At Tuesday’s Mono County Board of Supervisors meeting, Ralph Lockhart of June’s Double Eagle Resort and Spa pitched the formation of a June Lake TBID to the Board.
It’s in the “proposal and formulation stage,” Lockhart told The Sheet Wednesday. Why does June Lake need a TBID? “To achieve for June Lake the same thing that all of the businesses in Mammoth Lakes are enjoying with Mammoth Lakes Tourism,” said Lockhart.
To recap, TBID works like this.
Local businesses – in this case, those in June – gather to vote and agree on a percentage assessment. Usually around 1%. Typically, assessments are applied to just lodging. But, that’s not always the case. Mammoth’s TBID assesses lodging, restaurants, retail, and the ski area. In these early stages, the TBID assessments are a Build Your Own Adventure for whichever businesses agree to be assessed. Could just be lodging. Could be lodging and restaurants.
The money made from the assessment goes into a pile, typically handled by whatever organization is designated to spend it (e.g. Mammoth Lakes Tourism). The money can only be spent on what was agreed upon at the TBID’s onset.
“Stocking fish, or trash cleanup, or additional advertising, or supplies and promotions for events that you’d like to hold and grown in your community to make the place more interesting,” said Lockhart.
“We’ve been talking about this for a while with both local businesses and with the June Lake Chamber of Commerce,” said Lockhart. Essentially, he made Tuesday’s presentation to the Board on behalf of the Chamber of Commerce, he explained.
At the meeting, the Chamber requested that the County fund the consultation fee with Civitas Partners for the development and implementation of the potential TBID.
From the County, to seed June Lake’s potential TBID.
Supervisor Jennifer Kreitz was the only “No” vote.
During a phone call the following day, Kreitz explained her opposition.
First, Mono County already benefits from the Mammoth TBID. The renewal of which was not fully supported by the Mammoth community.
Second, Kreitz said that the County has been discussing increasing the bed tax, or Transient Occupancy Tax, since she came on board. An increase in County TOT would bring in funds for the County to spend on an array of public projects. Kreitz worries that a June Lake TBID assessment might create a barrier to increasing that TOT later on down the road. As in, the assessment people would pay for TBID, combined with the assessment they’d pay with an increased TOT, would be too much of a burden. And the TOT increase wouldn’t get passed.
Third, adding a TBID affects pretty much every patron in the area, including residents if the assessment is levied on businesses like restaurants and retail. But, it’s not something that those residents get to vote on.

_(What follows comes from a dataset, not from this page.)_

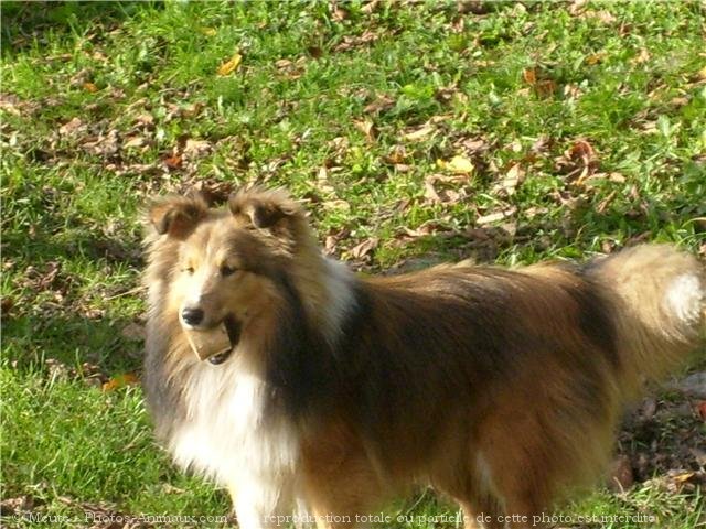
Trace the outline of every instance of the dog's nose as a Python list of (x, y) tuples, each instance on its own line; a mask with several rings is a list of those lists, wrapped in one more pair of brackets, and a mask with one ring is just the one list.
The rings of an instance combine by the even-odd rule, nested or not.
[(201, 309), (184, 309), (181, 311), (181, 319), (189, 325), (199, 325), (203, 321)]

Taxation without representation.
Kreitz supports the raising of funds by the June Lake business community to pay the $47,000 fee. But, she’s wary of using county funds to fund something that doesn’t necessarily benefit the whole county and is not voted on by the residents of the county.
During the meeting, Supervisor Peters commented, “We are a tourism-based economy and we need to continue to market tourism.” He supported figuring out a way the county could fund the $47,000 TBID exploration.
Supervisor Salcido was “extremely supportive” in proceeding with the project. “I applaud June Lake for being proactive in this,” she said.
The Supervisors voted to further pursue how the County could support the June Lake Chamber of Commerce in providing funds for the consulting fee.
Justin Walsh of June Lake Brewing (JLB) described any additional marketing “frivolous” if it came before infrastructure improvements to June. Specifically, municipal parking.
“We don’t have enough parking spots for more people,” he said. For the past couple weeks on Fridays and Saturdays, every single one of his 43 JLB parking spots are full. People park in the road, in front of yards and driveways. He advises against it. Above and beyond any marketing efforts, he said, he wants parking. More parking would facilitate more business, he explained.
Walsh said he had not heard about the potential TBID, nor the Chamber’s proposal to the County.
“I feel that businesses are adequate at marketing [in June],” said Walsh – before marketing, let there be infrastructure.